Sunday, October 7, 2012

Fall Nostalgia

Fall.

Or as I like to think of it: the sentimental season.

Wow, it sure has been an interesting few days around these parts. It doesn't take much to put my brain into complete nostalgic over-drive during autumn. This time of year I find myself thinking about a handful of topics in constant rotation: past relationships, growing older, and farming. 

Many of my relationships have started in the fall, so I tend to feel this strange mixture of hope - maybe I'll find someone great (and lasting) this fall - and utter, ultimate, jaded despair. Ha! How's that for honest? There are definitely relationship memories that are specific to this season - first kisses on hay bales, walks under a harvest moon with thermos' of steaming hot cider, the boy who introduced me to Neil Young, whiskey-inspired confessions in the pantry (yes pantry), and a million other mundane but important snapshots of past autumn loves.

I also think about the big life questions: who do I want to be? What do I mean when I say I want to be "useful" and "good" in the world? What is enough for me? What is success? Failure? How much is ego driving my desires? How much is fear holding me back? I spend a lot of time in the autumn sitting and thinking about how little I know. 

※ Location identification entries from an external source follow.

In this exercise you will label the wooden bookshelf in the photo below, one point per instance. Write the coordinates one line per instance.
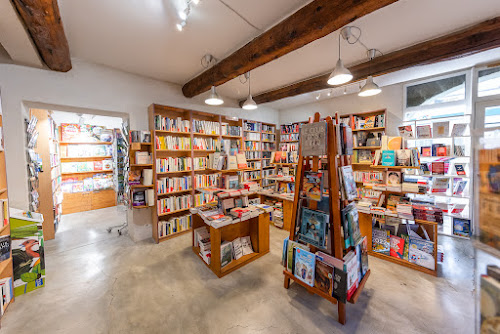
(191, 115)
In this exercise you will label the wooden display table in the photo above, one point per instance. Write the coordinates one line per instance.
(258, 230)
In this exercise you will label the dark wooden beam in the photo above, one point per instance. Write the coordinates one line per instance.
(43, 22)
(315, 20)
(481, 37)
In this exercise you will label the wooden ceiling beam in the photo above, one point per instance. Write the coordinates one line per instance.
(313, 21)
(43, 22)
(478, 38)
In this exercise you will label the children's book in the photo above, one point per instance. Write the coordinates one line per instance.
(313, 185)
(313, 227)
(304, 266)
(441, 129)
(424, 131)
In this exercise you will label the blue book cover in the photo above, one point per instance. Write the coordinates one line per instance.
(304, 266)
(388, 158)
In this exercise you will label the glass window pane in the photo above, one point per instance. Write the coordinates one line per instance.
(435, 92)
(489, 82)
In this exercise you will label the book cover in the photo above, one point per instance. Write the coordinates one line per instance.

Farming is the strongest memory that visits me during the fall. Six years ago when I was farming, this was the point in time when I actually, finally felt like a farmer. I remember waking up while it was still pitch black outside and working up until the point it was dark again. I can almost feel the soreness of my muscles and the fatigue that you couldn't give in to because it was so close to being over - you were this close to the season's end. When I close my eyes, I see myself harvesting broccoli in an early season snow, wearing thick, leather gloves to protect my hands from the chill. I vividly recall pushing a cart full of carrots up a hill and marveling at how my arms were - for the first and only time in my life - stronger than my legs. I remember enjoying the harvest so much more during the fall than at any other point in the season- seeing the bounty as I visited the root cellar and thinking to myself "we created this." The crispness, vitality, and peace of that time is something that brings me great joy, but also haunts me a bit. The memories come flooding back to me and I'm not sure if I feel closer to it or further away. 

So, today, after discussing much of this with a dear, dear friend, I went out to my backyard and gathered the last bits of the season in the closest thing I've got to 'the farm.' I wanted to remember how I am trying - in my urban life after the farm - to not lose this part of myself:



It was a little pathetic, especially compared to the 20 pumpkins from last year and the hundreds on the farm, but I loved going around the yard and finding small treasures here and there. There are enough green tomatoes for a green tomato pie (don't knock it till ya try it), a handful of rainbow carrots, a few delicata squash, some last eggplant, a few onions, a couple of beets, and some awesome decorative gourds. Yes, I promptly arranged the gourds in a bowl in my house.

Then, I took the leaves from throughout my garden and stuffed them into one of the many house-warming gifts my Mom gave me when I bought old blue three years ago:



This reminds me so much of my childhood home, it tugs at my heart a little.

It's the sentimental season though, so it's only fitting.